« L'homme voulait tuer des femmes et des femmes uniquement. » Le 6 décembre 1989, un homme ouvrait le feu sur les étudiantes de l'école polytechnique de Montréal, au Canada. Quatorze d'entre-elles étaient tuées. En France, le 7 décembre les journaux débutaient sur cette terrible nouvelle. Exemple avec le journal de 8h sur Antenne 2, en tête d'article.
Dans ce flash, les premières informations disponibles sont données : un homme, armé d'une carabine, est entré à l'Université de Montréal, a tué quatorze étudiantes puis s'est suicidé. La journaliste, Florence Bouquillat, faisait le choix - qui n'est pas celui de tous les flashs à date - d'entamer le commentaire de ce reportage sur le motif du tueur : éliminer des femmes.
Voici ce que l'on saura plus tard : l'assassin s’appelait Marc Lépine. Ces étudiantes étaient pour lui une émanation du féminisme, des féministes, qu'il haïssait. Dans la lettre qu'il avait laissée, et qui fut publiée dans la presse un an après les faits, rien ne laissait place au doute sur ce point : « J'ai décidé d'envoyer Ad Patres les féministes qui m'ont toujours gâché la vie ». Il insistait par ailleurs sur le caractère politique de son acte.
Un événement traumatique d'abord difficile à comprendre
Le 7 décembre, le récit des faits à la radio française décrivaient les événements. Voici, ci-dessous, celui d'un journaliste de Radio-Canada, Claude Hamel, sur France Info. « En fin d'après-midi, un individu s'est présenté à l'École polytechnique de l'Université de Montréal, est entré dans une classe. Il était armé, habillé comme un chasseur. Il a demandé aux hommes et aux femmes de se séparer. Il a fait sortir les étudiants. Puis après, il a ouvert le feu sur les étudiantes. Il a d'ailleurs crié avant de se mettre à tirer "Vous êtes tous une bande de féministes" ». Et le journaliste français de conclure : « On ne sait toujours pas pour quel motif le forcené a tiré. On sait seulement qu'il s'est acharné sur les filles ».
Tuerie dans une université à Montréal : Interview d'un journaliste de Radio Canada
1989 - 01:28 - audio
En France, cette tuerie lointaine est surtout connue dans les milieux féministes. Mais au Canada, et en particulier au Québec, l'événement est traumatique. Il a fallu plusieurs années pour y apposer les mots justes.

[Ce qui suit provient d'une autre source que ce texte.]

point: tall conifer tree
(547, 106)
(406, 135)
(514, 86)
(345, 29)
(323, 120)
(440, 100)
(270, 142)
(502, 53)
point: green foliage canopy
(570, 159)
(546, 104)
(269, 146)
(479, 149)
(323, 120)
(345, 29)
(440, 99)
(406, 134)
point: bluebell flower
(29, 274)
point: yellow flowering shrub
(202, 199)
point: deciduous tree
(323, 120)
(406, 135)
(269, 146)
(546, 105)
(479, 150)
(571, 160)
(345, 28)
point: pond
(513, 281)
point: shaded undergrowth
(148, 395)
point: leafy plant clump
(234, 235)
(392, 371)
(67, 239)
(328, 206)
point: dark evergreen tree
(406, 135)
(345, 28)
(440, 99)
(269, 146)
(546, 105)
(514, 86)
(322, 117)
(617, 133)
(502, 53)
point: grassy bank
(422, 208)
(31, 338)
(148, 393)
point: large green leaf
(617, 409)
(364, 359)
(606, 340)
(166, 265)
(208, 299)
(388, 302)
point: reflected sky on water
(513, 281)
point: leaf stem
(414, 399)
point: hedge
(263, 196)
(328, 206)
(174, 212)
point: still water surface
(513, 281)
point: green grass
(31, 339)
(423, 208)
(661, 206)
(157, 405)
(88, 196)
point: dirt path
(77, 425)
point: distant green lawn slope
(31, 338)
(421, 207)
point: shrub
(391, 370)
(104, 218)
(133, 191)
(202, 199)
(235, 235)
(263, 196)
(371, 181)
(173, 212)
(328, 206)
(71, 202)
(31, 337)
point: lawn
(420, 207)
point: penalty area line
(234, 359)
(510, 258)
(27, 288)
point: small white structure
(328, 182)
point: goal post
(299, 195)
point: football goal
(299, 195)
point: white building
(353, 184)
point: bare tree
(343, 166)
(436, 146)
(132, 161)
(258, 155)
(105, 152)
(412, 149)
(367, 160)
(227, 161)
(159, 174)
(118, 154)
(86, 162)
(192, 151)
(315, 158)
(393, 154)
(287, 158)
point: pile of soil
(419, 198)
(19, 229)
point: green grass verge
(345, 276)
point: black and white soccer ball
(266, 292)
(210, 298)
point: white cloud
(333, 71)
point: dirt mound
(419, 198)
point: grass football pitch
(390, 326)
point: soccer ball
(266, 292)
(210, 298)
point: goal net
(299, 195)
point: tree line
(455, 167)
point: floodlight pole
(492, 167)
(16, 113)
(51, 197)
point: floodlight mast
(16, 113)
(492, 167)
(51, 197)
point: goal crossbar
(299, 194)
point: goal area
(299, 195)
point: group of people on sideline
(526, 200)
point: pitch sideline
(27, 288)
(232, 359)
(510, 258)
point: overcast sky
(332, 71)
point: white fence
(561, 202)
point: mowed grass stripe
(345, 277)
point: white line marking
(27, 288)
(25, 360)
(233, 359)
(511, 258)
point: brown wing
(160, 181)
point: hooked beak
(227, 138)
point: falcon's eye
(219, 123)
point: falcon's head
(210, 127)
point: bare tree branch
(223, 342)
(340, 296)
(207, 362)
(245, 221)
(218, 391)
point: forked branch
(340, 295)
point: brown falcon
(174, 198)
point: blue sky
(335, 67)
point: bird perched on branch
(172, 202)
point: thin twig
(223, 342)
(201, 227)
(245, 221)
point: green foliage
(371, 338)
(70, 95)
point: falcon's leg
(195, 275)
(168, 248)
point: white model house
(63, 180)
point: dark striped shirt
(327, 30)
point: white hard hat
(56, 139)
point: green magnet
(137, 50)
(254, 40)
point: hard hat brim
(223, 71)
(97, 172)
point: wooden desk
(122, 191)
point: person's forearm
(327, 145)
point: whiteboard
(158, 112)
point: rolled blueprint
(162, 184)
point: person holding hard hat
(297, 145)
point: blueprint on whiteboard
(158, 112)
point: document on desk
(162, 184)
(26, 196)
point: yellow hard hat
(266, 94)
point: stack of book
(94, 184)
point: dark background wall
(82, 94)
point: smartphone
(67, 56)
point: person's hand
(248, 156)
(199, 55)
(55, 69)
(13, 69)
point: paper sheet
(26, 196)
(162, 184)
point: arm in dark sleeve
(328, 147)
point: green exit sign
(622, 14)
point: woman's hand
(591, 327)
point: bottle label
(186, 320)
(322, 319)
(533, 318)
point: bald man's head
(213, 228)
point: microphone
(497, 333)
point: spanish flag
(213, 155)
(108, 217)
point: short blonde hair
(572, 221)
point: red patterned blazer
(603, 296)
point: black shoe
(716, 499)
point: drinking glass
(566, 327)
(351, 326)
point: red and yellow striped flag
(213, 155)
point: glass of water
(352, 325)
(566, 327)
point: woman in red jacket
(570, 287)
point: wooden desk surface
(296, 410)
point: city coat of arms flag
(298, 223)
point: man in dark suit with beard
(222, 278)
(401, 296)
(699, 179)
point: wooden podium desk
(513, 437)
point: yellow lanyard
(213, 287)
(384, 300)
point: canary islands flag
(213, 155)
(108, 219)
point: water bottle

En 2013, «Complément d'enquête» revenait sur le drame, « un tournant historique dans l'histoire de cet Etat si attaché à son idéal égalitariste », et rencontrait la sœur d'une des victimes. Elle témoignait, comme on l'entend ci-dessous : « Jamais, on a senti avant cette date-là qu'il y avait une telle haine à l'égard d'un groupe de la société, à l'égard des femmes, parce que les Québécoises féministes ont été très dynamiques et ça a été un féminisme plutôt pas violent. Et il n'y avait rien qui nous laissait croire que ça avait heurté certains individus. Surtout pas un homme de 20 ans, vraiment pas un homme de 20 ans ».
Tuerie de l'école polytechnique de Montréal contre les féministes
2013 - 03:52 - vidéo
En 2019, pour la commémoration des 30 ans du drame, la plaque apposée en 1999 en mémoire des victimes était remplacée par une nouvelle. C'est ce qu'expliquaient la correspondante au Québec du Monde : « L’ancienne se contentait d’évoquer "la tragédie survenue à l’École polytechnique", il sera désormais gravé que "quatorze femmes ont été assassinées lors d’un attentat antiféministe". Trente ans pour dire, enfin ».